Calculating Origin Destinations nXn Matrix given set of origins and destinations

The Origin Destination(OD) Cost Matrix service helps you to create an OD cost matrix for multiple origins to multiple destinations. An OD cost matrix is a table that contains cost, such as travel time or travel distance, from each origin to each destination. Additionally, it ranks the destinations in ascending order based on the minimum cost required to travel. When generating an OD cost matrix, you can optionally specify the maximum number of destinations to find for each origin and the maximum time or distance to travel when searching for destinations.

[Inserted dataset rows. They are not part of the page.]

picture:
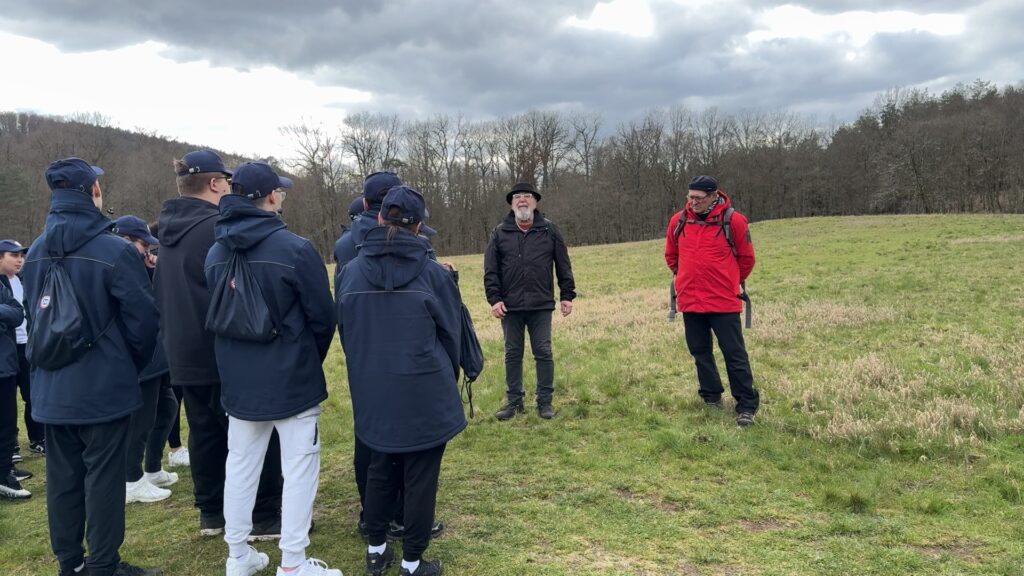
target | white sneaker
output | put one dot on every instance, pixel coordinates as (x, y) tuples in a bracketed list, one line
[(312, 567), (178, 457), (142, 491), (248, 566), (162, 479)]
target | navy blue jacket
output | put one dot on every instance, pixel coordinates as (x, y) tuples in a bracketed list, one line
[(158, 366), (398, 319), (179, 285), (283, 377), (113, 290), (347, 245), (11, 316)]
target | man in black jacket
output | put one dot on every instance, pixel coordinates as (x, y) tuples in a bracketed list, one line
[(518, 286), (185, 236), (86, 404)]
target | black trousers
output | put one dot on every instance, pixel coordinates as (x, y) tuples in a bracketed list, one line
[(208, 455), (8, 422), (515, 325), (729, 333), (85, 493), (33, 428), (360, 461), (167, 411), (419, 486), (174, 437)]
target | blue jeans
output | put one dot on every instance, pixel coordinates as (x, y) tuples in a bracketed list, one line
[(515, 325)]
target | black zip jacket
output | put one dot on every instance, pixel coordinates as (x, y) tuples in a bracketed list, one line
[(179, 285), (517, 265)]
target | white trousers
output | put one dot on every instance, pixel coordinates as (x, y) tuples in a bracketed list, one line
[(247, 442)]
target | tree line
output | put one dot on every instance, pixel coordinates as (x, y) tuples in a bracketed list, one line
[(911, 152)]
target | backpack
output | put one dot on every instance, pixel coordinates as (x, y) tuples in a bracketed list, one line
[(725, 225), (238, 309), (56, 334), (470, 357)]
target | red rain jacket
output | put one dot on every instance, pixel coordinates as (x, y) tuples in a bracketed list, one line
[(708, 276)]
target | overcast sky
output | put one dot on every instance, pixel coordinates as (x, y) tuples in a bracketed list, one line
[(228, 74)]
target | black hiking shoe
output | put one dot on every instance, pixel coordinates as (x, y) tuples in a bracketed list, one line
[(125, 569), (509, 410), (744, 419), (396, 531), (377, 564), (426, 568)]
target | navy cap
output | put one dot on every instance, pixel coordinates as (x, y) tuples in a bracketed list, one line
[(376, 186), (704, 183), (257, 179), (11, 246), (203, 161), (410, 203), (522, 187), (74, 172), (134, 227)]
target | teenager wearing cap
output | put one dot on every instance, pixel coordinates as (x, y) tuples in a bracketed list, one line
[(11, 317), (517, 281), (709, 273), (398, 319), (86, 405), (11, 261), (148, 483), (276, 384), (185, 236)]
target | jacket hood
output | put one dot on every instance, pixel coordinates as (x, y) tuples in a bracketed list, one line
[(73, 220), (242, 224), (180, 215), (392, 263)]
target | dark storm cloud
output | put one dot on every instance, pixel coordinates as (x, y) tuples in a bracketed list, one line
[(492, 57)]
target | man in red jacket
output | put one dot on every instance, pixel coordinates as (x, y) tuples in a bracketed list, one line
[(710, 263)]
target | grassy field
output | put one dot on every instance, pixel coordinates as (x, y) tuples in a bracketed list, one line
[(891, 367)]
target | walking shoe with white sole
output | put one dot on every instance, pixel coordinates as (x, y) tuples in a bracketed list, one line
[(378, 563), (142, 491), (10, 489), (312, 567), (251, 564), (163, 479), (178, 457), (426, 568)]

By default, the matrix is generated with columns - origin id, destination id, destination rank, total time and total distance. In this sample notebook , we will use this tool to get OD matrix if given a set of origin and destination points, either as a csv with latitude and longitude or csv file with list of addresses. In later part of this sample, we will format the table to get n by n matrix.

This is useful when you want to solve other transportation problems with open source tools or heuristics. When it comes to real world TSP(Travelling Salesman Problem) or VRP(Vehicle Routing Problem) or other tranportation problems, data about travel time from every point to every other point can give you more realistic results than with euclidean distance.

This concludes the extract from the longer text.